Critic Armond White Ruins Perfect ‘Get Out’ Rotten Tomatoes Score

White, who called “Get Out” a “get whitey” film in the National Review, broke the film’s 100 percent rating

Get Out 100% fresh rotten tomatoes
Universal

For days, Jordan Peele’s acclaimed “Get Out” enjoyed a perfect 100 percent score on Rotten Tomatoes. But that’s over now, thanks to contrarian film critic Armond White.

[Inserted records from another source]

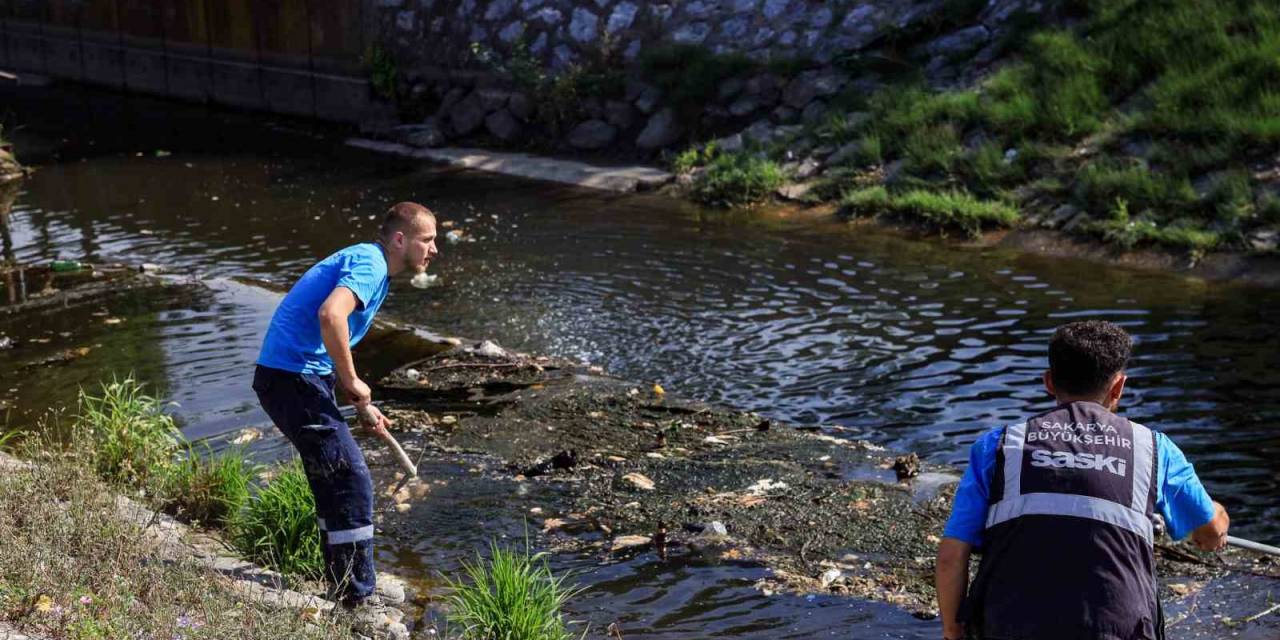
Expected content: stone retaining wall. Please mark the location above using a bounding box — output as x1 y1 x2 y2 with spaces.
367 0 1049 154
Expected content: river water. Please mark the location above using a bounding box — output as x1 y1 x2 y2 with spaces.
2 86 1278 636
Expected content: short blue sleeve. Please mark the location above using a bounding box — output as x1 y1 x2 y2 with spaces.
943 428 1002 548
335 246 386 310
1154 432 1216 541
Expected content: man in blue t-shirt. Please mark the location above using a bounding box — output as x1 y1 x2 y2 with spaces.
252 202 438 612
936 320 1230 640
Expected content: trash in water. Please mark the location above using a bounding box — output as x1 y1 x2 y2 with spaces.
409 273 439 289
473 340 507 359
445 229 464 244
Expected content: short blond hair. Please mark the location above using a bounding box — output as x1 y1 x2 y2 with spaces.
378 202 436 239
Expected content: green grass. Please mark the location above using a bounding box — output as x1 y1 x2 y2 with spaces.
229 461 324 580
795 0 1280 254
445 539 585 640
840 186 1019 237
77 376 181 487
690 152 787 207
163 444 258 527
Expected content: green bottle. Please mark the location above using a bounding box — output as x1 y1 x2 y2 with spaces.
51 260 85 273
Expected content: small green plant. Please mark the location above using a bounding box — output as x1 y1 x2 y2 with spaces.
445 538 586 640
365 44 398 100
162 444 258 527
77 376 180 487
670 142 719 174
229 461 323 579
689 152 786 207
840 186 1018 236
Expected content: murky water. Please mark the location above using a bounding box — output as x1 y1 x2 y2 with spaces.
2 85 1278 636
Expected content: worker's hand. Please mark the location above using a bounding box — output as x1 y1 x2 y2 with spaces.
1191 501 1230 552
341 376 373 408
357 403 393 436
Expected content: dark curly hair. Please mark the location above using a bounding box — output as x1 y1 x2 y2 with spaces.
1048 320 1133 396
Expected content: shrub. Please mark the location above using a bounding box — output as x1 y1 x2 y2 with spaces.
229 461 324 579
365 44 398 100
77 377 181 487
1084 198 1221 254
1072 162 1197 216
689 152 786 207
445 539 585 640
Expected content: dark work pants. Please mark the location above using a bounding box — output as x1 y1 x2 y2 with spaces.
252 365 376 603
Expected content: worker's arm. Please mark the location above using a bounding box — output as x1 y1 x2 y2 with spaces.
1190 501 1229 552
936 537 971 640
318 287 390 432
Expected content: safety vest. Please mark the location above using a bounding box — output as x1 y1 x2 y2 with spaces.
962 401 1161 640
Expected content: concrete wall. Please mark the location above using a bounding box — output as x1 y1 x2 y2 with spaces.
0 0 375 123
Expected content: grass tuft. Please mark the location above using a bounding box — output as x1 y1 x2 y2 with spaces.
76 376 181 487
163 444 258 527
445 539 585 640
841 186 1019 237
690 152 787 207
229 461 325 579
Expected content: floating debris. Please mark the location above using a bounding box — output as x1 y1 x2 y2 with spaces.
622 473 655 491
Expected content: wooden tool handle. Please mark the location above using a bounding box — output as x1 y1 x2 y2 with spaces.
357 404 418 476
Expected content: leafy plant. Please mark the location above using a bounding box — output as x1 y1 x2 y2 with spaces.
229 461 323 579
445 538 586 640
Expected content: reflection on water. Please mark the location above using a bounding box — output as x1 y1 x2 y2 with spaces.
2 85 1278 636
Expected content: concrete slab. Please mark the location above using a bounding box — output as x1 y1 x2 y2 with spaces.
346 138 674 193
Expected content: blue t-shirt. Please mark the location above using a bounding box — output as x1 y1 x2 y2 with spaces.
943 424 1216 548
257 243 390 375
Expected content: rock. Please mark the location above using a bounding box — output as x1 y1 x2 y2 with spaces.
742 120 776 145
636 108 683 149
729 94 761 117
567 119 618 149
771 105 798 124
582 96 605 120
826 140 863 166
783 70 845 109
474 340 507 358
622 472 656 491
486 0 516 20
720 16 751 40
569 7 599 43
523 450 579 477
475 88 509 112
1248 229 1279 252
801 100 828 124
607 2 638 33
926 25 991 58
508 92 533 121
394 120 446 148
1049 204 1080 229
718 77 745 101
531 7 561 25
376 575 408 605
744 73 783 96
762 0 789 19
672 21 711 44
485 109 522 142
793 157 821 179
448 92 485 136
610 535 652 552
714 132 745 153
395 10 415 32
604 100 636 129
1062 211 1090 233
634 85 663 115
777 181 817 201
435 86 467 119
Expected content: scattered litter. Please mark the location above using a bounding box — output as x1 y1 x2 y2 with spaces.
138 263 163 273
395 503 411 514
155 150 171 157
610 535 652 552
473 340 507 359
703 435 733 445
440 415 457 425
0 337 12 350
529 507 543 515
652 383 665 396
103 317 124 325
820 568 843 588
231 429 261 445
445 229 464 244
622 472 655 491
746 479 789 496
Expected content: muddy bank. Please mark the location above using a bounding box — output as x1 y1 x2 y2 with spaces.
364 343 1280 628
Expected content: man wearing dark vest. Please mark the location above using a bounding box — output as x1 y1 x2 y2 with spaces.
936 320 1230 640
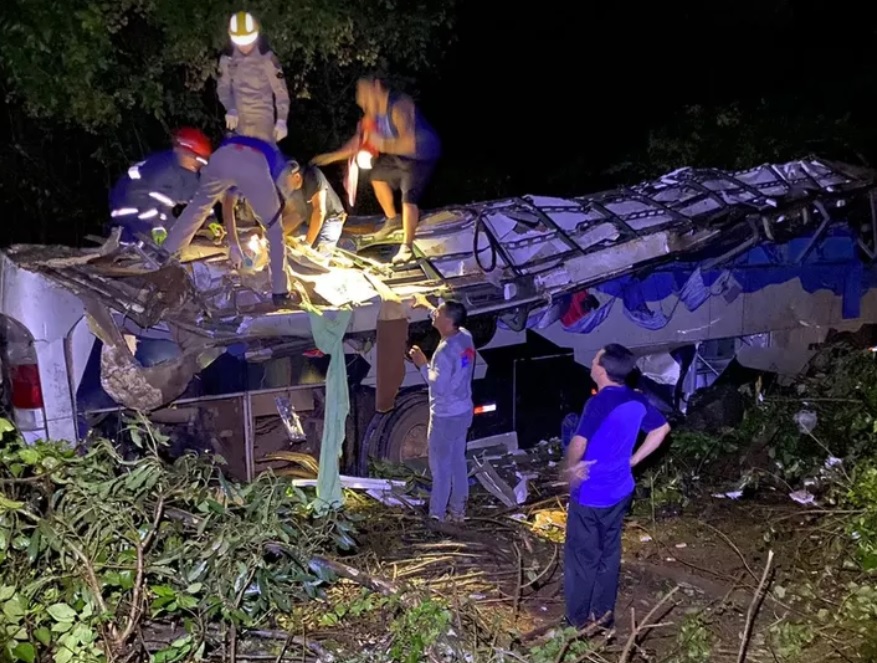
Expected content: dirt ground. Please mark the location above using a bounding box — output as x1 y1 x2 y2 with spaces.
289 487 863 662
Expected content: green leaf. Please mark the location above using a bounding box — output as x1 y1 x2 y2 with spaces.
0 419 15 434
17 448 40 465
34 627 51 646
46 603 77 623
54 646 73 663
151 585 176 598
184 583 202 594
12 643 35 663
3 597 25 621
0 496 25 511
0 586 15 601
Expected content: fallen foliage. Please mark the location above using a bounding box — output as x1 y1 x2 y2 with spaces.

In his review of the film for the conservative National Review, White called “Get Out” a “get whitey” film that is “tailored to please the liberal status quo.” He criticized director Peele and actors Daniel Kaluuya and Lil Rel Howery for their portrayal of the protagonists, Chris and Rod, calling them “attitudes, not complex beings.”

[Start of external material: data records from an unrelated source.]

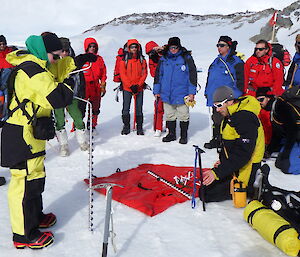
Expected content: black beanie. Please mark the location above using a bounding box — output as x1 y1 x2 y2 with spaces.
256 87 273 98
213 86 235 103
0 35 7 44
218 36 232 47
59 37 71 50
168 37 181 47
42 33 62 53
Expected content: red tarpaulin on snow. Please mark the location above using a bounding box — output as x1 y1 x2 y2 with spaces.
84 164 206 216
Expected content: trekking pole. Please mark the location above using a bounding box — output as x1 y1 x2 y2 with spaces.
133 94 137 131
192 145 206 211
90 183 124 257
74 96 95 231
153 96 159 131
208 107 213 143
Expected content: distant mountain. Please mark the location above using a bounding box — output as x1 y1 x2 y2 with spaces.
83 1 300 43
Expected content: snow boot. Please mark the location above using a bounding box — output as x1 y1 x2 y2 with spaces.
162 121 176 142
76 129 89 151
121 115 130 135
56 129 69 157
13 231 54 249
136 115 144 135
179 121 189 144
39 213 57 229
154 130 162 137
0 176 6 186
204 125 220 149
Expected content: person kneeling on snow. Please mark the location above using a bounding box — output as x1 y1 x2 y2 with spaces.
202 86 264 202
153 37 197 144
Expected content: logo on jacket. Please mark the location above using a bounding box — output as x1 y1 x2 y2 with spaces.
241 138 250 143
181 65 186 71
276 63 281 69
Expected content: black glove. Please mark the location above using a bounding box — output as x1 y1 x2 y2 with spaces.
63 77 75 89
130 84 139 94
75 53 97 69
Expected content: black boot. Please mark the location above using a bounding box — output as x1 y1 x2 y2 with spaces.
204 125 220 149
121 115 130 135
179 121 189 144
162 121 176 142
0 176 6 186
136 115 144 135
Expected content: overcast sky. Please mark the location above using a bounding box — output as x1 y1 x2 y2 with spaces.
2 0 297 43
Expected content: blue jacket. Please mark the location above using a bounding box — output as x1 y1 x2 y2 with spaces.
289 53 300 86
205 52 244 106
153 49 197 105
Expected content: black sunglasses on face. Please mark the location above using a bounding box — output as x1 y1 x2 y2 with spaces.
296 42 300 45
51 53 61 60
169 46 179 50
89 44 96 48
216 43 227 48
255 47 267 51
257 97 266 102
129 45 138 49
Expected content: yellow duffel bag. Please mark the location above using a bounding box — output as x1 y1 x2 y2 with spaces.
244 200 300 257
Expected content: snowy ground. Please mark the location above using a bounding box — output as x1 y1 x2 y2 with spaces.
1 14 300 257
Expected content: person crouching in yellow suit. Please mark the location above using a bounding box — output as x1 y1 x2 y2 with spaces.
1 32 74 249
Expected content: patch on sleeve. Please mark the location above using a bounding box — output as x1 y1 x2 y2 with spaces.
276 62 281 69
241 138 250 143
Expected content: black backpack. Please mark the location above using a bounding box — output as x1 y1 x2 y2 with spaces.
271 43 291 67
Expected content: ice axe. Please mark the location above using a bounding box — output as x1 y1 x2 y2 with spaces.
91 183 124 257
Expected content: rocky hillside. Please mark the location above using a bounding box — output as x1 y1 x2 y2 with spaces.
84 1 300 42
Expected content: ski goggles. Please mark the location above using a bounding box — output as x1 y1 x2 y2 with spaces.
216 43 228 48
213 98 228 108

“Get Out” is a horror film in which a black man (Kaluuya) visits the mysterious family estate of his white girlfriend (Allison Williams). White sad that “Kaluuya’s dark-skin/bright-teeth image inadvertently recalls the old Sambo archetype… Peele seems too caught up in exploiting modern narcissism to notice old repulsion.”

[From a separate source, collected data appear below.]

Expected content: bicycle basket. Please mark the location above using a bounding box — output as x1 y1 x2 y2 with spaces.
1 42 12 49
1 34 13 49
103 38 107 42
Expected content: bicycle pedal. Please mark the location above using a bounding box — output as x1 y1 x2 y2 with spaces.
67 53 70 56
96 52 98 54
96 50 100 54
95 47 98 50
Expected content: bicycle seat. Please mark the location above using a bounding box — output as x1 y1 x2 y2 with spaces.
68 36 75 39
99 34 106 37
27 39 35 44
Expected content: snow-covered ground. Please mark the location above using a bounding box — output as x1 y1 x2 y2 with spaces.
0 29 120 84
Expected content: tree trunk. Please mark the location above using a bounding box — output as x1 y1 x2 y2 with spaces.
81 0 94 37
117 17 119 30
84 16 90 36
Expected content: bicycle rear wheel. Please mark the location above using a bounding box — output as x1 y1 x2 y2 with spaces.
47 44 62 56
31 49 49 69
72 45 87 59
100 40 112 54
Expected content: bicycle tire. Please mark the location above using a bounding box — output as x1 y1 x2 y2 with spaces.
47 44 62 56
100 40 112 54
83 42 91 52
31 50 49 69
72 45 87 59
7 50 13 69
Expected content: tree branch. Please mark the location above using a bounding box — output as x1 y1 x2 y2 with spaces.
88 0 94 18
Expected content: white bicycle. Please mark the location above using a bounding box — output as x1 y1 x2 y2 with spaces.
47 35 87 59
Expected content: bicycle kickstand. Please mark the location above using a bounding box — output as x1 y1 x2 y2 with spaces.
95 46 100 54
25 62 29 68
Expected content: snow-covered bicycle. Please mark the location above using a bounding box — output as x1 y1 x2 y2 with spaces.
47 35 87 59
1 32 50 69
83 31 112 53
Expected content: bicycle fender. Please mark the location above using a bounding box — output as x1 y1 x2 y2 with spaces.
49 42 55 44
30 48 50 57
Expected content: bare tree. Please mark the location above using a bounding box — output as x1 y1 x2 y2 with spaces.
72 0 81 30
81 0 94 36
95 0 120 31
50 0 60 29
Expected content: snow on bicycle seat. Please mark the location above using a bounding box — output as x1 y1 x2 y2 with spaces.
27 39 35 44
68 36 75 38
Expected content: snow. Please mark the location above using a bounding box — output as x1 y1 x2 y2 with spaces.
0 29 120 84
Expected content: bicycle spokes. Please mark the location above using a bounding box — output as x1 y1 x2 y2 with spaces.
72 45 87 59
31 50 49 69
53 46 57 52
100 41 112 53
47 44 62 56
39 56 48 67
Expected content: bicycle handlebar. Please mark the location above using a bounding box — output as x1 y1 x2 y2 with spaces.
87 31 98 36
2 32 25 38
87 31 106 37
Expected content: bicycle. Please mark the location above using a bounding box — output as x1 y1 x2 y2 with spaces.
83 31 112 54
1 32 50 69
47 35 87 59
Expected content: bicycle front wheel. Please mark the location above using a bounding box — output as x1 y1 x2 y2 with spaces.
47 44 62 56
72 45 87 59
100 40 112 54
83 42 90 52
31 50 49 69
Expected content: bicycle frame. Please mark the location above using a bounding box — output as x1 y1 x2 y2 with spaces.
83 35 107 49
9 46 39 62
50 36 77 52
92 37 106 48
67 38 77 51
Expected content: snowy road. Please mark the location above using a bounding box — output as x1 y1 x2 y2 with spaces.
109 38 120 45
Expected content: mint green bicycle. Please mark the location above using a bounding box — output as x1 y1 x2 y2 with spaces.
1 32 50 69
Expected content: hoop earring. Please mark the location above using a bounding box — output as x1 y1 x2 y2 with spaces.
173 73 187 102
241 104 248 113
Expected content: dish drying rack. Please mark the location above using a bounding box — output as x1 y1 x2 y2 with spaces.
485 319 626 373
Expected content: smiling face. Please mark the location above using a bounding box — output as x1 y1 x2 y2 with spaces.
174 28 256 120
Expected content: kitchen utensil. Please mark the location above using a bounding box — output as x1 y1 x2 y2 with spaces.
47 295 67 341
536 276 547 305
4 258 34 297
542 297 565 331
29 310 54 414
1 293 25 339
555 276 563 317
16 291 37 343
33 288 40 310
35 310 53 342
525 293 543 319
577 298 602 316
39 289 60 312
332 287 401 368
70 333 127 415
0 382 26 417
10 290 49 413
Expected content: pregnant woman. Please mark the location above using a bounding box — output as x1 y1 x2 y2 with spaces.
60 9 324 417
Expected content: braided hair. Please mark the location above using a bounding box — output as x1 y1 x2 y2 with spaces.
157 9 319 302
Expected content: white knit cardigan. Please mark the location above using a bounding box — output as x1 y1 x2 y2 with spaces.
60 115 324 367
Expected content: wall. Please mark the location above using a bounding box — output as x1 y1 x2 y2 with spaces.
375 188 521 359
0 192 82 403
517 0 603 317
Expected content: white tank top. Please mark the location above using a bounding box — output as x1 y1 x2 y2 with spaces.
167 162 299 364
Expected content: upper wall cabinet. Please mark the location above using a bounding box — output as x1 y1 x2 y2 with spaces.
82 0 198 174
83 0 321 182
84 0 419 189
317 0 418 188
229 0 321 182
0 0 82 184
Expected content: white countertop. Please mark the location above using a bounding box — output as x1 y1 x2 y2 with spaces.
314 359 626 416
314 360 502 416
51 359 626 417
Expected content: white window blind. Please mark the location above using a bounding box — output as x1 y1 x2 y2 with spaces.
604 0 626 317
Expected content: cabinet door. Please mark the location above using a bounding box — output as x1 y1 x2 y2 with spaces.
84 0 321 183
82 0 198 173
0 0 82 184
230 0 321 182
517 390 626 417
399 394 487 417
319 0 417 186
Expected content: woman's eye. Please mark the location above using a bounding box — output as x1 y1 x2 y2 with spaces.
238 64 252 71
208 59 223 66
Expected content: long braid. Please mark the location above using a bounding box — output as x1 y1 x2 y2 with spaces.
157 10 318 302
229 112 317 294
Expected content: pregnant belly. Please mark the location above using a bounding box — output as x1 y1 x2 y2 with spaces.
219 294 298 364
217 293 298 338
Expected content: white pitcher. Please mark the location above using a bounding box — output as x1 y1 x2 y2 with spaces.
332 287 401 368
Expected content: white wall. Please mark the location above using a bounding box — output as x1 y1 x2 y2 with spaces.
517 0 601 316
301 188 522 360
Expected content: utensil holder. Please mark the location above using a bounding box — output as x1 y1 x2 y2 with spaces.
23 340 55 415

This isn’t the first time White has given a negative review to a film with near-universal acclaim. He knocked Pixar’s “Toy Story 3” and “Up,” saying the latter “domesticates and homogenizes animation.” He also drew headlines  in 2014 when he was kicked out of the New York Film Critics Circle and accused of heckling “12 Years A Slave” director Steve McQueen — which he denied.

White wrote of Peele’s film: “‘Get Out’ does not rank with America’s notable race comedies — Brian De Palma’s ‘Hi, Mom!’, Ossie Davis’s ‘Gone Are the Days! (Purlie Victorious)’, Robert Downey Sr.’s ‘Putney Swope,’ Melvin Van Peebles’s ‘Sweet Sweetback’, Hal Ashby’s ‘The Landlord,’ Rusty Cundieff’s ‘Fear of a Black Hat,’ or any of the genre spoofs by the Wayans family, … or the recent Eddie Murphy films that are so personal and ingenious, they transcend racial categorization.”

(You can read his full review here.)

Moviegoers gave “Get Out” an A- on CinemaScore, and on its opening weekend it earned just under $34 million at the box office, well above analysts’ expectations. The film also increased its daily box office totals from Friday to Sunday, something that almost never happens for a horror movie.